Dr. Sigurdsson: There is always the possibility you are actually making antibodies against your own normal protein, so there is a risk of autoimmune disease. But by targeting the pathological TAU protein, we think it's unlikely this would happen. There is one issue that we have noticed in the animals that may actually diminish this risk -- in a normal individual, antibodies do not pass through the blood brain barrier, which is what controls the access of chemicals to the brain. But in the pathological condition, such as in Alzheimer's disease, there is an inflammation in the brain and this barrier is not as good so the antibodies get in more easily. This means under normal conditions, the antibodies would not access the brain -- only under pathological conditions. Therefore, once you start to develop Alzheimer's disease and the barrier breaks down, you would have antibodies available in the bloodstream to get into the neurons and clear the TAU aggregates.
Is there currently anything to slow Alzheimer's progression or reverse the disease?
Dr. Sigurdsson: There is certainly nothing that reverses Alzheimer's disease. The compounds that are on the market may slow the progression slightly but that has been debated. They primarily work in the early phases, but there is nothing now that can either prevent Alzheimer's disease or dramatically improve the cognition in patients that have it.
What potential does this line of research represent have?
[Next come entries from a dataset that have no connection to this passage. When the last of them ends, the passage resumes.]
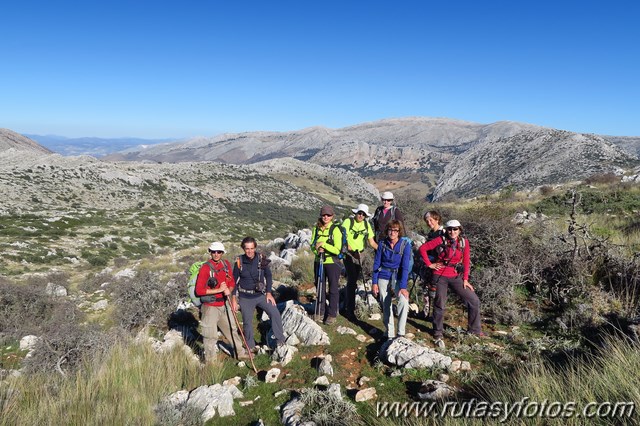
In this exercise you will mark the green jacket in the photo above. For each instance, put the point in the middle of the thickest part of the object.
(322, 235)
(358, 234)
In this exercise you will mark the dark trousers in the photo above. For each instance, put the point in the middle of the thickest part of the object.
(469, 298)
(332, 275)
(354, 272)
(248, 305)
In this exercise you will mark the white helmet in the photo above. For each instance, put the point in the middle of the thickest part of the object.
(452, 224)
(217, 246)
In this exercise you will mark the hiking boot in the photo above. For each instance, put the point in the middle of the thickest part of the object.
(330, 320)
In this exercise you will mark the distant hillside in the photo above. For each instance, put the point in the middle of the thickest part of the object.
(10, 140)
(453, 156)
(96, 147)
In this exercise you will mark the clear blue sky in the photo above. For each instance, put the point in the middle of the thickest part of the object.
(185, 68)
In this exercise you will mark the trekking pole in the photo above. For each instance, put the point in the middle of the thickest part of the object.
(246, 345)
(364, 282)
(319, 286)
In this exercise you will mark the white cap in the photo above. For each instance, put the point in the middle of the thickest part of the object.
(217, 246)
(362, 208)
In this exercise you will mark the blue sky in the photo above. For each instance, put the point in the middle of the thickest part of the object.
(177, 69)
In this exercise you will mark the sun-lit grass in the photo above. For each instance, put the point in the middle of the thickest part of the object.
(122, 389)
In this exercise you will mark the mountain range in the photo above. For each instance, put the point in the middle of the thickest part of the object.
(451, 157)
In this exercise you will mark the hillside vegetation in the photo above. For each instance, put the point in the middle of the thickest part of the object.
(557, 273)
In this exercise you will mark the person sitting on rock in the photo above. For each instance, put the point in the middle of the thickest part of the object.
(254, 284)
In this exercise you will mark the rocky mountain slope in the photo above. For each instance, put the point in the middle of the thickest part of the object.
(30, 173)
(527, 160)
(10, 140)
(461, 157)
Dr. Sigurdsson: Most of the ongoing studies now are tied to the amyloid-beta peptide but there are very few studies targeting TAU. The main reason for this is that it is a difficult protein to target because it is inside the neurons, whereas most of the amyloid-beta protein is outside the neurons. This represents a novel approach that has potentially substantial therapeutic implications.
And one of those potentially substantial therapeutic implications is that it can actually reverse the pathological process?
Dr. Sigurdsson: Yes. We don't know the details of the degree of reversal because we start to treat the animals when they are in the early stages of the pathology, but in ongoing animal studies we are looking to see if this could actually reverse a full blown pathological state. That is less likely though because preventive measures are usually much more effective.
How long might it be until human clinical trials start?
Dr. Sigurdsson: I would say five to ten years because we have to do extensive toxicological studies in other species prior to human trials, but I would hope that we could begin within five years, if we can obtain necessary funding.
What do you see as being the unique significance of your work?
Dr. Sigurdsson: This is the first approach showing the effectiveness of immunotherapy targeting the TAU protein. There are two main proteins that cause Alzheimer's disease -- amyloid beta peptide and TAU -- and this approach targets one of them. Because these two proteins interact, clearing the TAU protein actually reduces the toxic affect of beta amyloid as well. This could mean a better therapy for Alzheimer's disease.
Has there been research showing the effectiveness of immunotherapy on amyloid beta?
Dr. Sigurdsson: Absolutely. Several studies have shown the effectiveness of immunotherapy on amyloid beta and there are now several clinical trials for that approach. Immunotherapy targeting the disease related forms in Alzheimer's disease is a very promising approach.